Shout out to all YBOP and Reboot Nation for keeping it real, God for listening to my nonsense talking, my family and everyone struggling. Keep fighting!
 
Keep at it dude!

I struggled with HOCD for a bit as well but didn't even know it was a thing until I googled it a second ago. I was a very sensitive person in middle school and someone called me gay (but not intending it as harmful, just friendly teasing). It was said in a way similar to the way lots of teenage boys call things that are lame, "gay". But I had some identity issues from then on and even up to last year although I'm okay now.

Just keep defeating those thoughts and you'll be well on your way to recovery. Sounds like you already have a few successes under your belt after a few weeks of pushing yourself to live life to the fullest. Imagine what you can accomplish in a year's time?
 
Thank you very much, your reply means a lot to me. I will make sure to keep this topic alive to see where I will be in a year. All the best to everyone reading this.
 
I fucked up.

Got drunk last night, went on facebook, got angry with life, talked shit to God, to myself. Destroyed my NoFap bastion. What is surprising and uplifting about this fail tho, is that my P taste changed. In the past I thought that I M to these clips because I liked them; well not anymore! Yesterday it felt like, "I don't like it, but I'm gonna do it anyway".
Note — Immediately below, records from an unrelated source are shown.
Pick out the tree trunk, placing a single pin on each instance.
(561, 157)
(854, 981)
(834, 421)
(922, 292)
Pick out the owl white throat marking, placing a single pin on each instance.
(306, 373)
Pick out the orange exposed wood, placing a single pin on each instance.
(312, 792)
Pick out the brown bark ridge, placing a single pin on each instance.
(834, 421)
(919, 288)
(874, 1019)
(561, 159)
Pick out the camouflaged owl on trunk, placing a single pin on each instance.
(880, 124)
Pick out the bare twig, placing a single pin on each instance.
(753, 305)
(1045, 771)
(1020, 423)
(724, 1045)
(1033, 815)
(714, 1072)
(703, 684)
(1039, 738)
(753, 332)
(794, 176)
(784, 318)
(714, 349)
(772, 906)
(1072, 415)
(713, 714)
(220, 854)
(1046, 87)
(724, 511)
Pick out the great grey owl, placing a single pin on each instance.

Also, my HOCD diminished to the point, where it's no longer a problem. Weird.

I have some anger issues needing to be looked into.
 
Hey everybody, 2 things happened today

One: I' walking out to the store, I see my friend and his dad talking in front of an entrance to our flat. Past 3-4 weeks, everytime I see his dad, I think he looks at me strange, tho I always say goodmornign and he replies. So as I'm walking out, I see his car, parked right next to mine (never ever happened before), I think to myself that's strange and there was enough empty spaces on the parking lot. I said hi to my friend, but when I looked at his dad I didn't said a word, cause he turned his head, like he didn't want to acknowledge that I'm there. I felt guilty of not saying anything. This one situation got my gears going.
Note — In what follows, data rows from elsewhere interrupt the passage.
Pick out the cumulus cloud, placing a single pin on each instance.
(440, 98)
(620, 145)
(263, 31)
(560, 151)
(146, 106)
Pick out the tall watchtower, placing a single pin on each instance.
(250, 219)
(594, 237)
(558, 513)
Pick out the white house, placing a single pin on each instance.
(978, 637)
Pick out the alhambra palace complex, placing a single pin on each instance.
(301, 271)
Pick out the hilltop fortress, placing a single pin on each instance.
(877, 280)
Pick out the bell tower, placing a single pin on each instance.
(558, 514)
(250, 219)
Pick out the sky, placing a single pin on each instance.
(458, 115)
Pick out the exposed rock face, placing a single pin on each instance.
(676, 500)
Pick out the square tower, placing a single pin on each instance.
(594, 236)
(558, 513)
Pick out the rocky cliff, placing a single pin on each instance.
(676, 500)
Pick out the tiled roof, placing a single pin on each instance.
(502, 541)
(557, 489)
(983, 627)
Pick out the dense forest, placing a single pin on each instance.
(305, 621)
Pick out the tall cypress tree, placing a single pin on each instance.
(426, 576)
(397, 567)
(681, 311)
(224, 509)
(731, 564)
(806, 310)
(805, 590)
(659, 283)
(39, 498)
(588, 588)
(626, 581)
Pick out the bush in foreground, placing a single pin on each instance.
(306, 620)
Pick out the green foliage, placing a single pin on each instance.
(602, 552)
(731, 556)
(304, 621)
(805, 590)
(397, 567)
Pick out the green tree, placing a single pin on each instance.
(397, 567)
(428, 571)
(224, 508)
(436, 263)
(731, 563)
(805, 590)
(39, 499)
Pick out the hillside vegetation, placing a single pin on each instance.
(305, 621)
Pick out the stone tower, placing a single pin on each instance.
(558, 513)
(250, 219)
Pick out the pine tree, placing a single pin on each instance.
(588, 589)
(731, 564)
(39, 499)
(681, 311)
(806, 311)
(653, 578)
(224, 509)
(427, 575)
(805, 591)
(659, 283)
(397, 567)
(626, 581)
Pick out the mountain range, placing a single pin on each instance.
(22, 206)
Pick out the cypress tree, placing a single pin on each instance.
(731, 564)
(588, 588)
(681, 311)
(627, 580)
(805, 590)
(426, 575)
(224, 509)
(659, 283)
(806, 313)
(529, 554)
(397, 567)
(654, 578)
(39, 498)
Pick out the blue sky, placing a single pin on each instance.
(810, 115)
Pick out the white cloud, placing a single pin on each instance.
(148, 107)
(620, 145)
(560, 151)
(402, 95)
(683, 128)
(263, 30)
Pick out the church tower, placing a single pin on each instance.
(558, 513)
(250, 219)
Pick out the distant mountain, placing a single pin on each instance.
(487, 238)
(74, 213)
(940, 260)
Two: Same day. I'm walking with my dog today and I saw my other mate's dad, with his wife and older daughter "K" (she has her own kids, husband etc.). I know them all since always. So I went to say goodafternoon, he didn't reply, I said it again, he didn't even looked at me, finally his wife said hello. I hang my head down (like I was guilty! Of what?!), kept walking, said hi to K and as I was walking away I heared  him saying "I'm not gonna hide anything (to his wife), honey support me!". This really fucking bummed me out, to the point where I had tears in my eyes (like a little bitch), because I really respect the man. After a while he came pass by me, looking me in the eyes and shaking my hand this time.

I don't know whether they all think I'm gay, or because I don't have a "normal" job (I'm making it as a freelancer, working from home), or both. I'm not a truck driver, I don't anymore work at car shop or construction. I live in a small town. I'm 28, maybe it's time to give up my dreams of having an art carrier, and just do what other people do. Or get a job, and do my art stuff afterwork (maybe this isn't such a stupid idea afterall). Anyway, this shit with my neighbours is really bringing me down. I really want to be cool with them. I have no one to talk to, that's why I'm writing it here.
 
Well I relapsed on everything, drugs and pmo. Twice on the weekend and once today; I spent 2 whole nights watching porn on tumblr, created my own profile and reuploaded hundreds of images, from hundreds of sites. At one moment, I'm estimating, I had something around 50 different sites opened at once. Today I went to bed around 5am, tried to sleep but couldn't. I feel like a total loser.